Wrap Up: Greaves Electric Mobility faces intense competition in the EV market, as its current market share and negative financial metrics trail behind market leaders and established manufacturers. The company's future success hinges on its ability to effectively use the IPO proceeds and leverage its strategic advantages to improve its competitive standing.

Conclusion

Greaves Electric Mobility is positioned to capitalise on the robust growth of the Indian electric two- and three-wheeler market, which is supported by favourable government policies and an expanding charging infrastructure. The IPO's primary objective is to inject significant capital for strategic initiatives, including technological development, manufacturing expansion, and digital transformation.

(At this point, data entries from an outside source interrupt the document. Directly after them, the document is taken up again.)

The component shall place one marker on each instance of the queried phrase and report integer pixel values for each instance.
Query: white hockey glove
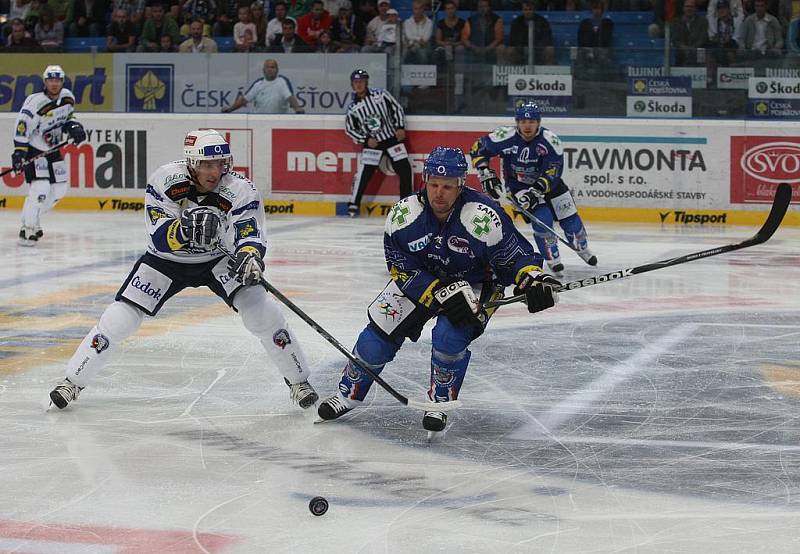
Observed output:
(248, 267)
(199, 226)
(540, 290)
(459, 303)
(490, 183)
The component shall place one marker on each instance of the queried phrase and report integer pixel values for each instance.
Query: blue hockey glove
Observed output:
(75, 131)
(459, 303)
(18, 160)
(540, 290)
(199, 226)
(490, 183)
(248, 267)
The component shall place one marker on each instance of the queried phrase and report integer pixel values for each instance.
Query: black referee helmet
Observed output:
(359, 74)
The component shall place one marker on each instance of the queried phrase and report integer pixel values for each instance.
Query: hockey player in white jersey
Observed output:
(191, 206)
(42, 122)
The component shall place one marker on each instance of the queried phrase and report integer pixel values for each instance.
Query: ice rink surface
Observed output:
(655, 414)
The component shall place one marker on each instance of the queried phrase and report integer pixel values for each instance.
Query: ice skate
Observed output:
(302, 394)
(28, 236)
(64, 393)
(334, 407)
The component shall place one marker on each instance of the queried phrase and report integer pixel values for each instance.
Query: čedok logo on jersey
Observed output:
(246, 228)
(148, 87)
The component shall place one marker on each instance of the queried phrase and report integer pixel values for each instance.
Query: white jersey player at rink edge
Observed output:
(191, 206)
(44, 118)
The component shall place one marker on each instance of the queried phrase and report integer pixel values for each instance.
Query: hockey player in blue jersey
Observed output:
(533, 162)
(448, 249)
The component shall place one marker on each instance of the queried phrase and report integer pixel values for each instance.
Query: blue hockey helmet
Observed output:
(359, 74)
(446, 162)
(528, 110)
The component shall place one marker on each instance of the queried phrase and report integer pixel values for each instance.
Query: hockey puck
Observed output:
(318, 506)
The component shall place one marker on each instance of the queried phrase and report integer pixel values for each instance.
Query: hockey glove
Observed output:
(248, 267)
(539, 290)
(199, 226)
(459, 303)
(18, 160)
(490, 183)
(75, 131)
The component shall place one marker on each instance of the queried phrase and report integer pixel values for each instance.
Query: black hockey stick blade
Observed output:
(783, 196)
(426, 406)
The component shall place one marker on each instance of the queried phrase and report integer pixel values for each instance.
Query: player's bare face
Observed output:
(207, 174)
(360, 86)
(442, 194)
(528, 128)
(53, 87)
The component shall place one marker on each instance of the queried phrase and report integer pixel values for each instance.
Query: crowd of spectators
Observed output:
(729, 29)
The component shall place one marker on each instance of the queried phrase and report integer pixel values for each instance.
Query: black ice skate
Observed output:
(434, 421)
(333, 407)
(302, 394)
(64, 393)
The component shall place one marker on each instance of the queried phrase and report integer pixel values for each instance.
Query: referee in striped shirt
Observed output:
(376, 121)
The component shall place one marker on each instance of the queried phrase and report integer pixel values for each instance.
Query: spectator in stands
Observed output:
(49, 32)
(347, 31)
(595, 35)
(452, 36)
(722, 43)
(272, 94)
(417, 35)
(485, 34)
(120, 36)
(517, 53)
(735, 10)
(313, 23)
(166, 45)
(204, 10)
(197, 43)
(156, 25)
(375, 25)
(288, 42)
(244, 32)
(689, 32)
(762, 36)
(298, 8)
(134, 9)
(87, 18)
(19, 41)
(261, 21)
(325, 43)
(275, 25)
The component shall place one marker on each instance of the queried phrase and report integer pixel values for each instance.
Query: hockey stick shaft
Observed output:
(36, 157)
(427, 406)
(537, 221)
(783, 196)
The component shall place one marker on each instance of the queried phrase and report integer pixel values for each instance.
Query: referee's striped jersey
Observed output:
(377, 115)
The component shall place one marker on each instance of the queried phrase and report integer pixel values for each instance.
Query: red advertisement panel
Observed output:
(324, 161)
(759, 164)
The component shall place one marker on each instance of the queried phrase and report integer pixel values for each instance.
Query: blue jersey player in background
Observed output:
(533, 162)
(448, 249)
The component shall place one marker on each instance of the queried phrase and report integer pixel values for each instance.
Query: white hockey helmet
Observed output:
(206, 144)
(53, 72)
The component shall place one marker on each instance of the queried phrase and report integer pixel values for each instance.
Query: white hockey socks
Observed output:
(119, 321)
(262, 316)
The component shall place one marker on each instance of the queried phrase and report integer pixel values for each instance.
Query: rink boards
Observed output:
(654, 171)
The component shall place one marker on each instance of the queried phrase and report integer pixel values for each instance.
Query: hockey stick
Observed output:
(36, 157)
(536, 220)
(426, 406)
(783, 196)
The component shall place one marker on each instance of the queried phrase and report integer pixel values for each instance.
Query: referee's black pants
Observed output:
(365, 172)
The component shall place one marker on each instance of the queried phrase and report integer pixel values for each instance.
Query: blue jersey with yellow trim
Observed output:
(170, 190)
(477, 238)
(523, 161)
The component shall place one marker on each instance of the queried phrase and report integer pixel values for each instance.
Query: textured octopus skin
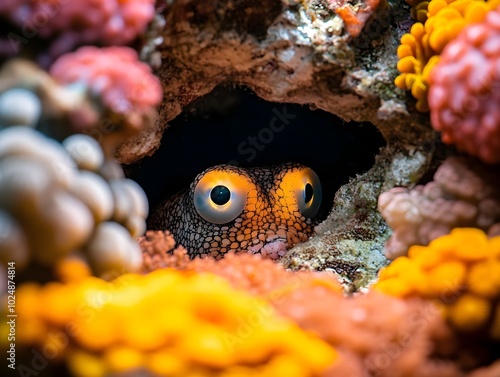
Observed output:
(269, 224)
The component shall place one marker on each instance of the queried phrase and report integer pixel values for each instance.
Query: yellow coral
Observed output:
(439, 22)
(170, 323)
(461, 271)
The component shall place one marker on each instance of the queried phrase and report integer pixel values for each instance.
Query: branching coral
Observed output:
(460, 271)
(72, 23)
(464, 193)
(465, 90)
(244, 271)
(106, 93)
(167, 323)
(372, 332)
(441, 22)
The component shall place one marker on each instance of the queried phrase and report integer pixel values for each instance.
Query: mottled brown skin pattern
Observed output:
(269, 215)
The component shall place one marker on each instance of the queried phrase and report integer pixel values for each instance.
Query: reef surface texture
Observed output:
(312, 53)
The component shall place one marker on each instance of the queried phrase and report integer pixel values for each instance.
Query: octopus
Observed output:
(263, 210)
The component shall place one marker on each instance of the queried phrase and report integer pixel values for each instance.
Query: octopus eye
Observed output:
(302, 189)
(309, 199)
(220, 196)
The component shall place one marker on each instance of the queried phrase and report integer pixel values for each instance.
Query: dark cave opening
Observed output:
(231, 125)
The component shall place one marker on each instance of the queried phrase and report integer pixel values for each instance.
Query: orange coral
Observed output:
(356, 16)
(244, 271)
(441, 21)
(461, 271)
(146, 323)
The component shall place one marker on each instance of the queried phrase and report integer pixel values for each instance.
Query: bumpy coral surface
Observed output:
(441, 22)
(366, 337)
(464, 193)
(167, 323)
(465, 90)
(124, 85)
(71, 23)
(460, 271)
(60, 202)
(267, 210)
(244, 271)
(355, 16)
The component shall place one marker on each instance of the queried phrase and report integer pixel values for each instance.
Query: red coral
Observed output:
(464, 96)
(74, 22)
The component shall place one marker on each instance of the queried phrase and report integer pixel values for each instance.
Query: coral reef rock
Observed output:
(304, 52)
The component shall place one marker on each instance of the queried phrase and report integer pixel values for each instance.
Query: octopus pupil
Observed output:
(308, 193)
(220, 195)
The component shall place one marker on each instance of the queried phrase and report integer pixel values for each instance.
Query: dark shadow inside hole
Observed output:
(233, 125)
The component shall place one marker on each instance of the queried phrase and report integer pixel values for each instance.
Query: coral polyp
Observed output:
(460, 271)
(167, 323)
(439, 23)
(465, 91)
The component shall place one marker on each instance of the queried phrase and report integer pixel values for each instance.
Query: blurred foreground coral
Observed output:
(460, 272)
(464, 97)
(464, 193)
(166, 323)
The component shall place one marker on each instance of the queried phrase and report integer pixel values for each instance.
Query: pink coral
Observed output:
(73, 22)
(115, 73)
(464, 97)
(464, 193)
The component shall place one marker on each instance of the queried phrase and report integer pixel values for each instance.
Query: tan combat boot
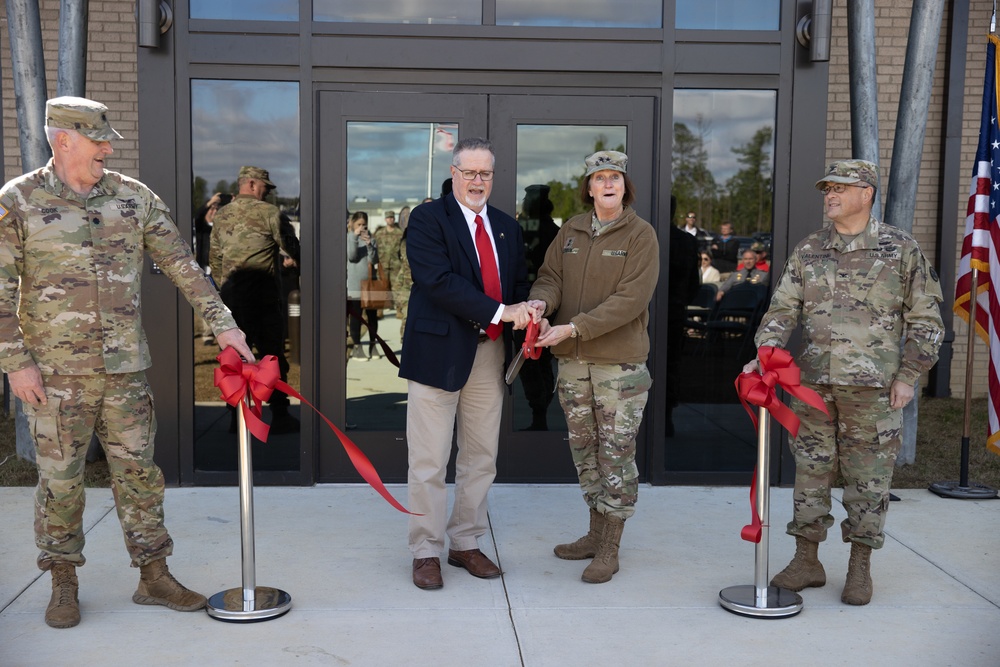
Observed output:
(858, 589)
(158, 586)
(586, 546)
(804, 571)
(605, 563)
(64, 606)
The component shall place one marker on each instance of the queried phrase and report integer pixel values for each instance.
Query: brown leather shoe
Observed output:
(427, 573)
(475, 561)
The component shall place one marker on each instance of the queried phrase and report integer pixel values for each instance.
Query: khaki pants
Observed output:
(431, 416)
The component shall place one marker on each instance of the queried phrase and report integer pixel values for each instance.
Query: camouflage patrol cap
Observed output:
(87, 117)
(601, 160)
(850, 171)
(258, 174)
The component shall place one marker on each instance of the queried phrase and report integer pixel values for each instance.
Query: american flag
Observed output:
(982, 240)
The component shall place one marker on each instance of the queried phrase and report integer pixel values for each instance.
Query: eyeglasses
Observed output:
(470, 175)
(839, 188)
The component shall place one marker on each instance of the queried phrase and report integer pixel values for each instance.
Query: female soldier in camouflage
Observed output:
(598, 278)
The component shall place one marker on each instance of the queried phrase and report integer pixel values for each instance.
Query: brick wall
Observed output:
(111, 76)
(892, 24)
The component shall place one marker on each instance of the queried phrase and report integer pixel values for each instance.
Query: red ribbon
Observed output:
(777, 368)
(530, 338)
(235, 378)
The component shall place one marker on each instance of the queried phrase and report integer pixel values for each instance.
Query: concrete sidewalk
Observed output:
(340, 552)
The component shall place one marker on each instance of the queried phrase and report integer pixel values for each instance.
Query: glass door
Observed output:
(541, 142)
(381, 154)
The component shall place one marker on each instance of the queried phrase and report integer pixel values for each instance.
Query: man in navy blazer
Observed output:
(454, 356)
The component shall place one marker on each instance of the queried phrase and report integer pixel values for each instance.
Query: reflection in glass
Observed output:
(580, 13)
(549, 173)
(428, 12)
(728, 14)
(236, 123)
(722, 173)
(246, 10)
(391, 167)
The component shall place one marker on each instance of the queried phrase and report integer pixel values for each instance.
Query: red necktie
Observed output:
(491, 277)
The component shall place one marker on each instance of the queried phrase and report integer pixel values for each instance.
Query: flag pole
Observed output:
(962, 489)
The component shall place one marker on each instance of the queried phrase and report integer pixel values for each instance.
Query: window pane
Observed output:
(728, 14)
(549, 170)
(581, 13)
(436, 12)
(391, 168)
(246, 10)
(722, 173)
(236, 123)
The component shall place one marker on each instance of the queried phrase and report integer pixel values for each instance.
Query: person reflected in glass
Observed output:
(709, 274)
(691, 224)
(248, 239)
(596, 283)
(761, 251)
(388, 240)
(539, 229)
(202, 242)
(747, 274)
(725, 249)
(362, 255)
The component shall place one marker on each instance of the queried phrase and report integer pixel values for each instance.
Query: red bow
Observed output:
(530, 338)
(234, 378)
(776, 369)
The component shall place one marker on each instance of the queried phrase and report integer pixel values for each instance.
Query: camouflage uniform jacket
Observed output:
(603, 283)
(78, 263)
(387, 241)
(856, 302)
(247, 234)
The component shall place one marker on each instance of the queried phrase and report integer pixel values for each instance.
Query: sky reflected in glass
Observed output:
(427, 12)
(397, 163)
(728, 14)
(547, 153)
(236, 123)
(725, 119)
(246, 10)
(580, 13)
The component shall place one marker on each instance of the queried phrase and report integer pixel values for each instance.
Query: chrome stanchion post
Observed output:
(251, 602)
(761, 600)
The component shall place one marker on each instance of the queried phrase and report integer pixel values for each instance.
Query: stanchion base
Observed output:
(268, 603)
(955, 490)
(742, 600)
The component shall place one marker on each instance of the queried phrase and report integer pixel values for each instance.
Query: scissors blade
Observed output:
(515, 367)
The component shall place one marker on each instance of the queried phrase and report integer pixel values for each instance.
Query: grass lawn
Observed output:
(939, 440)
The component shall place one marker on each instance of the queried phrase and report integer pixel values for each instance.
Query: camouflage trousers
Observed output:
(858, 442)
(603, 405)
(119, 408)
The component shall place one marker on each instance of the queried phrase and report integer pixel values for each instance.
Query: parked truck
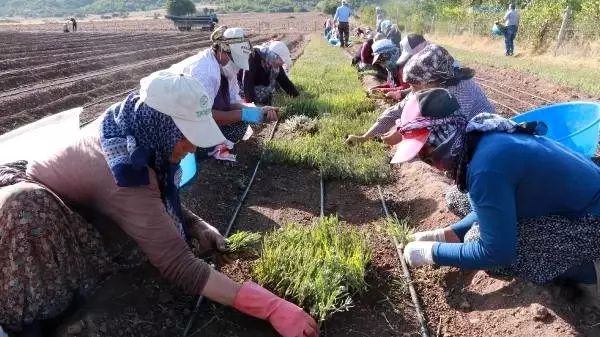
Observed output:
(185, 23)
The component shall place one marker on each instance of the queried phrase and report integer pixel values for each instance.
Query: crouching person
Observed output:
(217, 68)
(265, 73)
(520, 225)
(124, 167)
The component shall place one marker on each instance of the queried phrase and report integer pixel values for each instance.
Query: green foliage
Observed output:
(330, 90)
(540, 19)
(180, 7)
(399, 229)
(319, 267)
(243, 243)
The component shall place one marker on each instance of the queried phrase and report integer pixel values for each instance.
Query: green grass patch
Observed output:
(399, 229)
(332, 93)
(579, 78)
(319, 267)
(244, 243)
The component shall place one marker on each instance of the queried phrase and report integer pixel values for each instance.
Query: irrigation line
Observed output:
(424, 332)
(230, 224)
(514, 89)
(515, 112)
(507, 95)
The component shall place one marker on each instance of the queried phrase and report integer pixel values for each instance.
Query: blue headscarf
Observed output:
(135, 137)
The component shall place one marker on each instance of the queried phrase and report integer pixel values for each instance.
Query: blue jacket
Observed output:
(512, 177)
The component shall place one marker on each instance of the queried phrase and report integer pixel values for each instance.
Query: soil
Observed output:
(139, 302)
(468, 303)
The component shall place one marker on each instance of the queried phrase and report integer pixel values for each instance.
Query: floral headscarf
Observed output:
(135, 137)
(455, 138)
(433, 64)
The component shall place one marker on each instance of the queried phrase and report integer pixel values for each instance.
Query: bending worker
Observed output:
(217, 68)
(123, 168)
(520, 225)
(266, 72)
(432, 67)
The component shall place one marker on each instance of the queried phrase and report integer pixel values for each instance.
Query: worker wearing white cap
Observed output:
(266, 72)
(217, 68)
(122, 172)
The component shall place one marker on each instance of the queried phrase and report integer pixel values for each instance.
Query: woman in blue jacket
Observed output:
(535, 203)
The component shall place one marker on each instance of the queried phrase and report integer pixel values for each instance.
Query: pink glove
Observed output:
(287, 319)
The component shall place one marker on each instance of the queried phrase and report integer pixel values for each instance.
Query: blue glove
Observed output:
(252, 115)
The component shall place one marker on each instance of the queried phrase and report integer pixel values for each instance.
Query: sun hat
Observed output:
(184, 99)
(281, 49)
(431, 103)
(410, 45)
(381, 47)
(233, 41)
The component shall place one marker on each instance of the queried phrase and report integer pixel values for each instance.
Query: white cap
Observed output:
(240, 51)
(184, 99)
(282, 51)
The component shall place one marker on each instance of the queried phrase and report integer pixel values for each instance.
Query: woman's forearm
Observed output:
(227, 117)
(220, 288)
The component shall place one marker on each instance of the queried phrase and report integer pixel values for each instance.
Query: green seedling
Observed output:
(301, 124)
(333, 94)
(244, 244)
(399, 229)
(319, 267)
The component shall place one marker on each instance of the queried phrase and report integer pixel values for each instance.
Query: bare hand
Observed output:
(208, 237)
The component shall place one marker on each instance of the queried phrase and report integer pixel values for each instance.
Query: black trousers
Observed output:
(344, 33)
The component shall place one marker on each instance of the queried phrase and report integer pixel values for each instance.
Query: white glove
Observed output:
(419, 253)
(436, 235)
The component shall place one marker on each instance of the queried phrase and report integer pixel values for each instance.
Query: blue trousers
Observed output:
(510, 32)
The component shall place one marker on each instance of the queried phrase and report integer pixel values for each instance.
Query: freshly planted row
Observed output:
(319, 267)
(332, 94)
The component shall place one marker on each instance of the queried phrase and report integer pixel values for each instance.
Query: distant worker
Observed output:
(265, 73)
(73, 24)
(385, 26)
(511, 21)
(379, 14)
(342, 16)
(327, 28)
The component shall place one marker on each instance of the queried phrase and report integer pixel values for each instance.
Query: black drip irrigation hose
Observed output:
(230, 224)
(424, 332)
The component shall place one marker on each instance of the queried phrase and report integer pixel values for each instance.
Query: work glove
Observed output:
(287, 319)
(419, 253)
(436, 235)
(209, 238)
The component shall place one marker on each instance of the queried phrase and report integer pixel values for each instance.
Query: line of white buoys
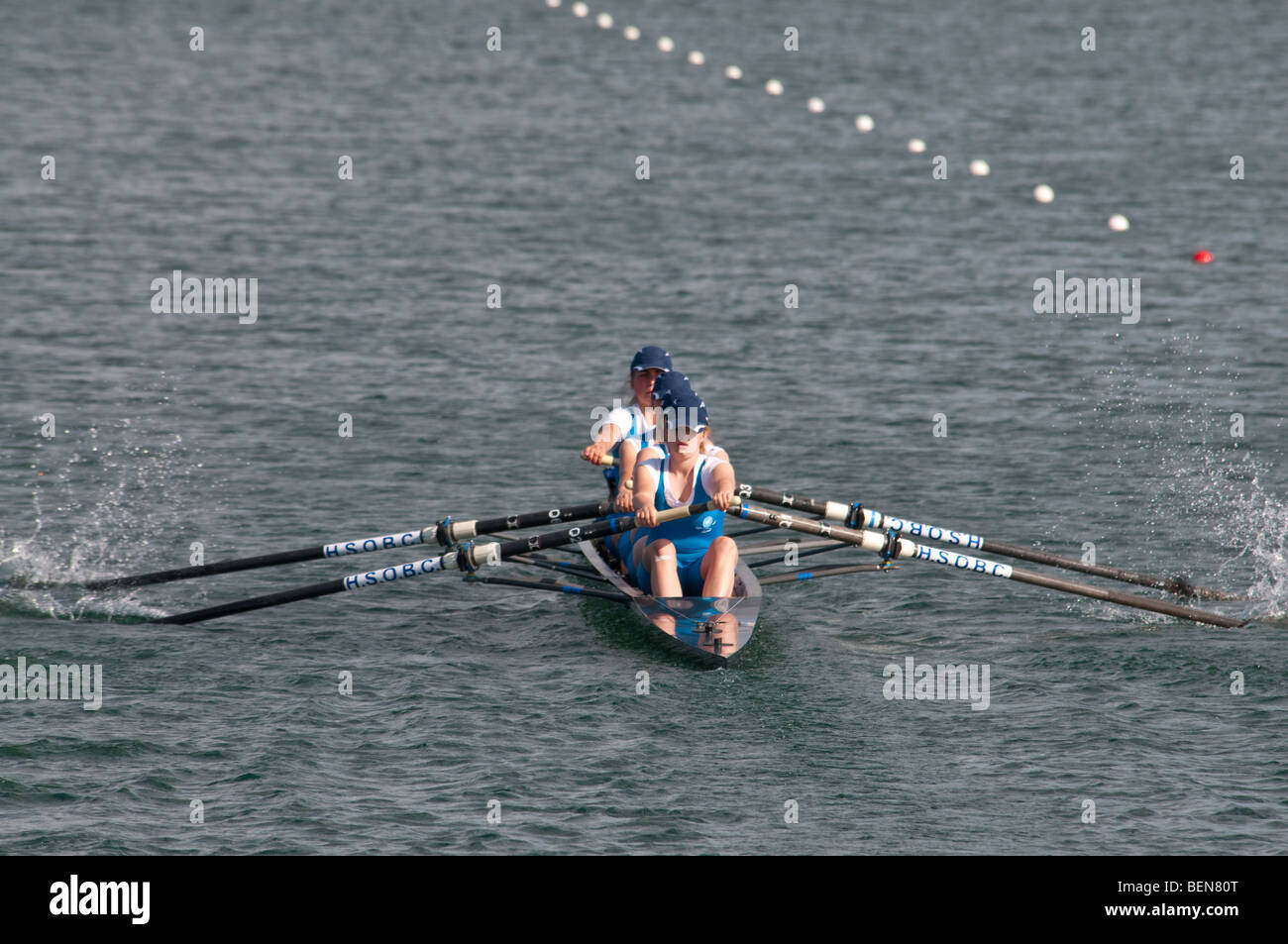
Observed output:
(1042, 193)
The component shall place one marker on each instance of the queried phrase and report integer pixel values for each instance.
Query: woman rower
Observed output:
(627, 429)
(687, 557)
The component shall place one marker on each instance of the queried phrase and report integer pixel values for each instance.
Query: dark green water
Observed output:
(516, 168)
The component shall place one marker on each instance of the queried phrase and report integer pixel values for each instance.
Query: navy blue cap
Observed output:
(687, 410)
(669, 385)
(651, 359)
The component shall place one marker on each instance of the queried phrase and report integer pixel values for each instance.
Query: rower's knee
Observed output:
(658, 550)
(725, 546)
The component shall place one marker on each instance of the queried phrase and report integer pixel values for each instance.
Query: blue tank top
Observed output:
(635, 432)
(692, 535)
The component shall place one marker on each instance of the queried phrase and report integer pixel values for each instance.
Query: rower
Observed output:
(688, 557)
(627, 429)
(671, 384)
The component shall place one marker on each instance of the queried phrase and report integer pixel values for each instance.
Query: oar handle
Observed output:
(855, 514)
(480, 554)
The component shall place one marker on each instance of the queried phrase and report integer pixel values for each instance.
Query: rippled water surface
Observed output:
(516, 168)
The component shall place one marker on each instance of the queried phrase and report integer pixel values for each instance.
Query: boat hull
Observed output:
(711, 630)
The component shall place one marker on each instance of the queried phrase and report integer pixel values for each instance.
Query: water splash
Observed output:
(93, 515)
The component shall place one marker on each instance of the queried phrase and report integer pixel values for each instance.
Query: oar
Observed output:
(890, 546)
(818, 574)
(469, 558)
(855, 515)
(867, 518)
(446, 532)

This funding is crucial for strengthening the company’s core capabilities and building a long-term competitive advantage, particularly in its goal to establish in-house battery assembly.

However, potential investors must be aware of the considerable risks. Greaves Electric Mobility operates in an intensely competitive market and has a current market share that lags behind key leaders. The company's recent financial performance is marked by substantial losses and a decline in revenue, partly due to external regulatory factors. While the company's low debt-to-equity ratio is a positive sign, its negative profitability and lower Net Asset Value compared to established peers highlight the financial challenges inherent in a capital-intensive industry. Therefore, a successful IPO and the effective execution of its growth strategy are critical for its long-term viability and for a potential turnaround toward profitability.

FAQs

Q1: What is the Greaves Electric Mobility IPO?

The Greaves Electric Mobility IPO is an Initial Public Offering that combines a fresh issuance of equity shares and an Offer for Sale (OFS). It aims to raise funds for the company's growth initiatives, such as product development and manufacturing expansion, while also providing liquidity for existing shareholders. The company has received regulatory approval from SEBI.

Q2: What is the purpose of the Greaves Electric Mobility IPO?

The primary purpose of the IPO is to raise significant capital to fund strategic growth initiatives. The company plans to use the proceeds for product and technology development, establishing in-house battery assembly capabilities, expanding manufacturing capacity, and digitizing its operations. This is a crucial step for the company to strengthen its market position in India's competitive EV sector.

Q3: What are the key financial highlights of Greaves Electric Mobility?

Greaves Electric Mobility is currently in a high-growth, capital-intensive phase. While its asset base has been growing, it has also reported substantial losses, with a sharp decline in revenue in FY2024. This was partly due to regulatory changes related to FAME subsidies. The company has a low debt-to-equity ratio, indicating financial flexibility, but its profitability metrics like Return on Equity and PAT Margin are currently negative.

Q4: How does Greaves Electric Mobility compare to its competitors?

Greaves Electric Mobility, with its "Ampere" brand, faces intense competition from established players like Ola Electric, TVS Motor, and Ather. While the company has a diversified product portfolio and an extensive dealer network, its current market share and negative financial performance trail behind the market leaders. Its future success will depend on how effectively it leverages the IPO proceeds to compete in the dynamic EV market.

Q5: What are the risks associated with investing in the Greaves Electric Mobility IPO?

Potential investors should be aware of several risks. These include the company's intense competition in the EV market, its recent history of substantial losses and declining revenue, and the financial challenges inherent in a capital-intensive industry. The company's long-term success is highly dependent on the effective use of the IPO proceeds and a successful turnaround towards profitability.